The kid, Mike Dowd, a.k.a. Mike Douglas, was born in Chicago in 1925 and moved to Forest Park at the age of 3 or 4. Outgoing and upbeat, he melded into his new neighborhood nicely as did his Irish-American family. But on the day of his 81st birthday-Aug. 11-Forest Parkers joined the nation in mourning Dowd’s death.

“He was a warm and wonderful uncle, and a model family man,” Mary Hart of Riverside said.

Hart is the daughter of Dowd’s now deceased brother, meaning that her uncle was the man that millions of television viewers tuned in daily as the host of “The Mike Douglas Show.” At its peak, Dowd’s daytime program attracted more than 6 million viewers each day.

Hart, of course, remembers her uncle for some of his lesser known accomplishments.

“When I was about 12-years-old, he took me to see and hear “Porgy and Bess,” Hart said. “At another performance we went backstage to meet a crush I had back then. The actor, Jeff Chandler. You can imagine what a thrill it was to get his autograph.”

When Dowd moved to Forest Park the country was six years into the Great Depression, the Cubs were locking up the second of three pennants in the 1930s, J. Edgar Hoover was solving crimes and Woody Guthrie was singing about them.

At a young age in Forest Park, Dowd demonstrated a love for performing. With his older brother Bob he would impersonate performers like the Ink Spots in two-part harmony. The love of performing stayed with him and Dowd continued to entertain in school, at church programs, local events and even minstrels.

Gradually weaning his way out of Forest Park and the Midwest, Dowd honed his relaxed and humorous style as a staff announcer and singer at radio station WKY in Oklahoma City. There, he met and fell in love with Genevieve Purnell, his wife of 62 years. But World War II was being waged and Dowd served two years on a munitions ship in the Pacific, according to Hart.

Returning home after the war, Dowd and Purnell married. He then landed a job as a featured performer on the “Kay Kyser” radio and television shows, out of which came a couple of hit singles. In the late 1950s, as rock music established itself and Dowd’s style became less marketable, his engaging affability helped him land a gig as the host of “Hi Ladies!,” an afternoon program on WGN-TV.

Larry King, host of Larry King Live on CNN, was quoted by the Chicago Sun-Times shortly after Dowd’s death.

“He was a genuine nice guy,” King said. “It was easy to be around him. He had a relaxed measure about him, and he also had an incredible ability to get great guests.”

In 1962, Dowd was recruited to do another network television talk and entertainment show, this one bearing his name. For two decades the syndicated telecast of “The Mike Douglas Show” rode high in the ratings.

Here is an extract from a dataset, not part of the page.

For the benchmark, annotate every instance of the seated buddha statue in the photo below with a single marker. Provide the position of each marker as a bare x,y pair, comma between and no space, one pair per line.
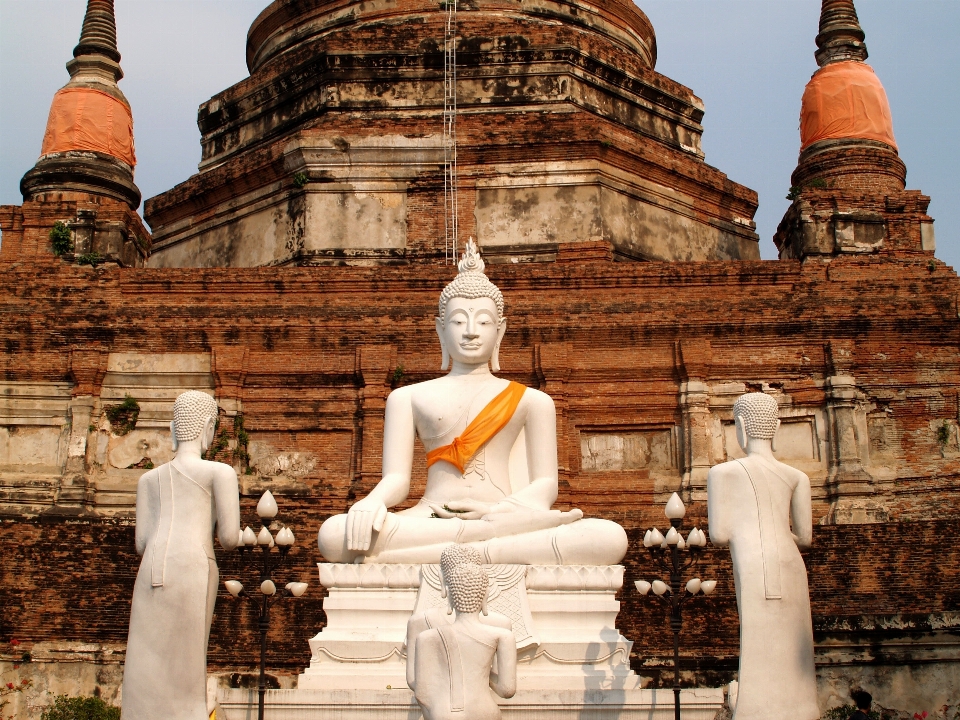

Some 260 stations carried the kid from Forest Park.

Dowd traded quips and exchanged comments with stars like Frank Sinatra, Bob Hope and Grace Kelly. He switched gears with the princess, taking his staff to Monaco for a week of telecasts out of Rainier’s castle.

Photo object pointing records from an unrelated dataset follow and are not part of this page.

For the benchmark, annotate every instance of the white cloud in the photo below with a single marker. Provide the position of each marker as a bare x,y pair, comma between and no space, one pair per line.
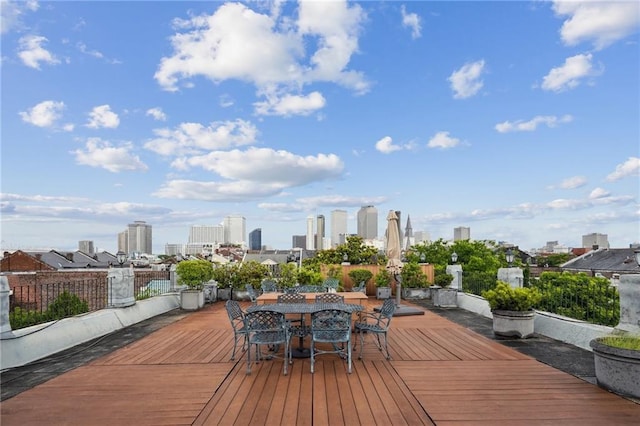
568,76
599,193
11,13
31,52
412,21
99,153
44,114
193,138
466,81
442,140
102,116
531,125
386,146
268,165
573,182
239,43
157,114
602,22
631,167
288,105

By 1981 Dowd retired from show business to inflict upon himself the popular punishment known as golf-his passion away from the stage. He and his wife retired to West Palm Beach in Florida where Dowd often golfed with Jackie Gleason, Burt Reynolds and Perry Como.

“My Uncle Mike’s passion was golf,” Hart said. “His father’s passion were the ponies.”

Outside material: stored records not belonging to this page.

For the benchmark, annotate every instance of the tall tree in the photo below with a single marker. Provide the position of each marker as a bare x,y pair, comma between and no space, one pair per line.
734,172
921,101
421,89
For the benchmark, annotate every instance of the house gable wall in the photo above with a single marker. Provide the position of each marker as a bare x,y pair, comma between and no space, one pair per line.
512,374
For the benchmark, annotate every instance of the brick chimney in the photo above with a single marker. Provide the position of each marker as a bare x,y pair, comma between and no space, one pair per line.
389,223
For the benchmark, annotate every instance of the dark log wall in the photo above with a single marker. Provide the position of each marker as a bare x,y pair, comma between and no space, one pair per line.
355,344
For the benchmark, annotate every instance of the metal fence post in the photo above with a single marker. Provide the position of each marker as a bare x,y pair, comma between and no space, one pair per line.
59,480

Dowd was family man, according to his niece, and didn’t fall victim to many of the stereotypical vices that seem to plague Hollywood stars.

“He was good to the whole family,” Hart said. “He bought his parents a beautiful home in Greyslake. Though he wasn’t at all keen on gambling, he was always there to take his dying dad to the race tracks.”

Pretty good for a Forest Park kid who, in 1935, was no great shakes on the stage in the St. Bernardine school basement.